19206160_1634797773197947_1339798747_nIn the city, space is a commodity. I’ve always thought of cities as incongruous lonely spaces – so many people, so little humanity interacting.

But we are staying with friends in downtown Edinburgh, not a mile off Princes Street (downtown) and they have a walled garden…..

I love walled gardens. Your own little bit of marked off territory for just sitting, thinking, being quiet and contemplative with a book and a cup of tea, or loud and boisterous with instruments and a bottle of wine and a handful of mates.

In the middle of the city, you can find the greenery and the fountains and the people who actually live in the cities, whose lives are rooted like the gardens they plant in their little secret places.

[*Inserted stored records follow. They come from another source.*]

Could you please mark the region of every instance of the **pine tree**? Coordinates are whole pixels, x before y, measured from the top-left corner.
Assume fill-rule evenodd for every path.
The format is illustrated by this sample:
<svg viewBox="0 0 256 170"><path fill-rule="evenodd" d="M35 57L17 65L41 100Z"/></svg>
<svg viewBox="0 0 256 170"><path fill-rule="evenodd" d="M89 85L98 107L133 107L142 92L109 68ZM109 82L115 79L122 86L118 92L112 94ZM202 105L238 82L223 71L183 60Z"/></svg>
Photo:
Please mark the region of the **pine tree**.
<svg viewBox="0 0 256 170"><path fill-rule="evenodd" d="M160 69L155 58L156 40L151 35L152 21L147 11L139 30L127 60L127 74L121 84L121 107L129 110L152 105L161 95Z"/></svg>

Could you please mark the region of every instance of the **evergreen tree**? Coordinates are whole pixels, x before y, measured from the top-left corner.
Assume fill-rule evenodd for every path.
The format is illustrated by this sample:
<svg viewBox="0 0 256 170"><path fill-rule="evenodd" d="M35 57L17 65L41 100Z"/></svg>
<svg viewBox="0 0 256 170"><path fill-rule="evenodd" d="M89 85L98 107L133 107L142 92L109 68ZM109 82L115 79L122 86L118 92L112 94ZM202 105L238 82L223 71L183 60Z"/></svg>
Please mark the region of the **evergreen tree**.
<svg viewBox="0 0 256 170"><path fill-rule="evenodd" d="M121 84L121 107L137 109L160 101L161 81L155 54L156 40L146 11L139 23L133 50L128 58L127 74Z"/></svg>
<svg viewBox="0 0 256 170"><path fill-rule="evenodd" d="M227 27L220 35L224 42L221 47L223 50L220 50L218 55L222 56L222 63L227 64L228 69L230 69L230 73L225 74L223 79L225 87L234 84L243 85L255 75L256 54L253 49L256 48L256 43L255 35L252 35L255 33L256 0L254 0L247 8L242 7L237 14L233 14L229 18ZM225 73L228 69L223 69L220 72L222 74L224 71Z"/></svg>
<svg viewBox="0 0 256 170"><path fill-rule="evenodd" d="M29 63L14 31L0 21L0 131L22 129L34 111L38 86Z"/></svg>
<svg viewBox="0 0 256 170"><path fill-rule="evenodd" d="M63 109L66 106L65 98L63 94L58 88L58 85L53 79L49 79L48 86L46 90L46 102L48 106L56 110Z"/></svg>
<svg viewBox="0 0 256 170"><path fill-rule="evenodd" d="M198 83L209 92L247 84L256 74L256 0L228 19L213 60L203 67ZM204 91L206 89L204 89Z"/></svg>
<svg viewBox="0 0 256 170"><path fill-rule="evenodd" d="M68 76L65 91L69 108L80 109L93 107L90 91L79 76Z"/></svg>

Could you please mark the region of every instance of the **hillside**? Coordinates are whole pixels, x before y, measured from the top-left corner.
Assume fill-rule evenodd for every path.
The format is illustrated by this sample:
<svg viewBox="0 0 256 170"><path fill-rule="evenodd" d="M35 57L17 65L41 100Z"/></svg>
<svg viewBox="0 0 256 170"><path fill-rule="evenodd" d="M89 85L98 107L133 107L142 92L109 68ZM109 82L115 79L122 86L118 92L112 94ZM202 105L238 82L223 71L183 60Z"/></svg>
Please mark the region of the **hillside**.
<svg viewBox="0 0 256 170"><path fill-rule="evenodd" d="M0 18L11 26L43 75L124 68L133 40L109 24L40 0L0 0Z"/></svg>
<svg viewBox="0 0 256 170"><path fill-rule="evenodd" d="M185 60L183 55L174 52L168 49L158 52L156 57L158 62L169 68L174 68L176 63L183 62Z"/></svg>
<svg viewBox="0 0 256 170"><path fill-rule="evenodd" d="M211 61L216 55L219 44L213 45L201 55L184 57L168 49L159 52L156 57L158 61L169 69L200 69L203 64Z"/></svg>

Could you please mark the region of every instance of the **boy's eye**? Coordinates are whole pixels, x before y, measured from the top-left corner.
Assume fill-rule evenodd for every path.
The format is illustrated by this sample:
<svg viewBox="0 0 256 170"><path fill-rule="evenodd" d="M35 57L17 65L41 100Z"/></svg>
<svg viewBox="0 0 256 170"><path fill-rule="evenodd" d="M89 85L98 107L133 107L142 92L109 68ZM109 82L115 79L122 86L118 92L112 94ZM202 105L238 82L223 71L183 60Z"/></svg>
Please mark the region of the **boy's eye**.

Perhaps my fondness for gardens stems back to the day after Jack’s mum died, and I was away from home in Ayrshire, in Wigtown, Scotland’s book city, and had nowhere to go to be by myself and have a good cry. And I spilled my guts to say as much to one of the bookshop owners, at Ceridwin’s Cauldron, and she took me back to her garden and brought me tea and told me to stay as long as I wanted. I spent an hour back there composing myself and being nothing but alone. Ever since then, walled gardens have been a special space.

The garden here at Barbara and Oliver’s has been a jolly place, shared for music and reminiscences and politics and the mystery of the noise coming from somewhere nearby. (Jack cracked that; it was a two-note sound not unlike the CLOSE ENCOUNTERS alien five-note theme, and he found the sewer pipe in the apartment next door was letting off gas, one note opening, the other closing. A farting building, in essence.)

Walled gardens are lovely, and every city has such little tucked-away spaces. Explore them when you can, with friends when you can. They are the heartbeat of humanity.